More than 100 of these cards are in "Deleted Entities 1925-1996," the centerpiece of "Silent Key," Bernard's poignant exhibit at the Boston Center for the Arts' Mills Gallery. Laid out chronologically and geographically, all the cards come from regions in which the system of government has changed. The Soviet Union, Czechoslovakia, and colonized regions in Asia and Africa are represented here.
Bernard has arrayed the cards in a grid, leaving blanks to signify places Adams didn't reach in a given period of time. The result reads rhythmically, visually capturing ham radio's Morse code stutter.
The pictures, symbols, alphabets, and old typescripts tell their own stories. A card from the Soviet Union in 1964 shows Sputnik emblazoned with the Soviet hammer and sickle, hovering over an image of the moon taken by the Soviet interplanetary station in 1959. A 1948 card from Angola (Portuguese West Africa) depicts a white man in a pith helmet pointing a rifle at a leaping tiger. These pictures were often the attempts of individual operators to artfully represent their countries, but through the lens of time they conjure bluster and stereotypes.
"Silent key" is the term used when an operator stops transmitting. For "Portraits," Bernard has blown up some of the grainy passport-style photos that grace a few of the cards and titled them with, among other things, the operator's name and the date he or she died. If the last is unknown, the title reads "Silent Key, Unknown." These put human faces on the communication. In one short, graceful video, Bernard shows us the bungalow at the street address of a New Zealand operator who communicated with Adams in 1934.
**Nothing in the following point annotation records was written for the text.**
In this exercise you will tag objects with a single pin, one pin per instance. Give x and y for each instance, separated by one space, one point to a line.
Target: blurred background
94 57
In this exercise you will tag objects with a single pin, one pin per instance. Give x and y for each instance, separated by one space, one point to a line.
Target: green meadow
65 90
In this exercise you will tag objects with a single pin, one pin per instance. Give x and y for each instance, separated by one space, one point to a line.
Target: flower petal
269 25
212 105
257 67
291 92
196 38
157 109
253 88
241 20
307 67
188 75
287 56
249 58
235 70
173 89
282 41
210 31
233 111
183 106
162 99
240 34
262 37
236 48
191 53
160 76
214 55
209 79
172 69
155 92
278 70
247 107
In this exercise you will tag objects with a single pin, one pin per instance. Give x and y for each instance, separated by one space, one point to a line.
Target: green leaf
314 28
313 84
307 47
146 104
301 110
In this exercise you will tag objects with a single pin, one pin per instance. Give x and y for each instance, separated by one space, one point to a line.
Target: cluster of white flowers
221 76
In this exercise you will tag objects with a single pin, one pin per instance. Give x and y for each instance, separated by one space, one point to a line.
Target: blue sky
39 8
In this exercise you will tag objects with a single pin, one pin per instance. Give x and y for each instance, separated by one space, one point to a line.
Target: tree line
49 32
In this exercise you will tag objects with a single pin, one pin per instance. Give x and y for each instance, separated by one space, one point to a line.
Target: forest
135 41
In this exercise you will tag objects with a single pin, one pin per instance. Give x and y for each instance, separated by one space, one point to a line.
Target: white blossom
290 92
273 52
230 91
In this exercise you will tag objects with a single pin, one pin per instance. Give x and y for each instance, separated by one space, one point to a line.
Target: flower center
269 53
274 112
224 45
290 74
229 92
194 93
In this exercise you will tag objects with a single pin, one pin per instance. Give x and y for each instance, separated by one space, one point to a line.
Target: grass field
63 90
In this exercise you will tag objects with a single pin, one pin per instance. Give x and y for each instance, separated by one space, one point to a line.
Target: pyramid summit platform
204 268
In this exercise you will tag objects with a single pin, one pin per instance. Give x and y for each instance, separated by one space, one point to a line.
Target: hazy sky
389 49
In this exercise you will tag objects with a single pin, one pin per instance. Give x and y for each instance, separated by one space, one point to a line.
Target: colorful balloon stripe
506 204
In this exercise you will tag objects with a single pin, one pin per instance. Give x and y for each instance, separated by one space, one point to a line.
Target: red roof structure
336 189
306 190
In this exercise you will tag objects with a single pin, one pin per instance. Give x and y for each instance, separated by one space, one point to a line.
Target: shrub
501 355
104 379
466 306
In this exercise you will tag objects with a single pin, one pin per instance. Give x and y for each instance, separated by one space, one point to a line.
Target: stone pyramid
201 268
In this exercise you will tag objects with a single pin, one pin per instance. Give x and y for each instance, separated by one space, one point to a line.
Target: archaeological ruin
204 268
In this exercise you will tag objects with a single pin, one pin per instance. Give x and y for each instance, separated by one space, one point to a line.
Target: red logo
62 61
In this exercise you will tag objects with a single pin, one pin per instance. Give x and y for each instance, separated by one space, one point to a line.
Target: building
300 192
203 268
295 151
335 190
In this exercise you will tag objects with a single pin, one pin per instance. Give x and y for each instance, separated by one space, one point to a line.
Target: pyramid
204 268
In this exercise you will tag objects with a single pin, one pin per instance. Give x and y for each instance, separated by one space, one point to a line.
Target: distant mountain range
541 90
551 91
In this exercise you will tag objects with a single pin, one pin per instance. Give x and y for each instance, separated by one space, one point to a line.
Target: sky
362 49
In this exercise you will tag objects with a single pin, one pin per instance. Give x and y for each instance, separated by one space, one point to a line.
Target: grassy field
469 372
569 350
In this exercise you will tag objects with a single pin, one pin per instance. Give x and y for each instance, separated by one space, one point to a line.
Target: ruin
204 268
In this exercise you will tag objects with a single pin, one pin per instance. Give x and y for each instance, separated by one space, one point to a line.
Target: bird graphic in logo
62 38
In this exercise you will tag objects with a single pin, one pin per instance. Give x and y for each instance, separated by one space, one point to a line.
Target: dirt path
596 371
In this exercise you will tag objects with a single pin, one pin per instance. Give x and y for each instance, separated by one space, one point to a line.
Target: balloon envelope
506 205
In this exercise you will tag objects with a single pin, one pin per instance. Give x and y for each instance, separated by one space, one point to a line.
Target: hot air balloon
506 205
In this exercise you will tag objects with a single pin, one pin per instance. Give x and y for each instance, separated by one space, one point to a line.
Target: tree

The overall effect - right up to a comical cache of erotic postcards Bernard found stashed among Adams's QSL cards - wonderfully evokes the community of individuals who kept in touch across social and political divides, through revolutions and upheavals throughout the 20th century. Interestingly, despite the ease with which the Internet connects people today, ham operators are still going strong.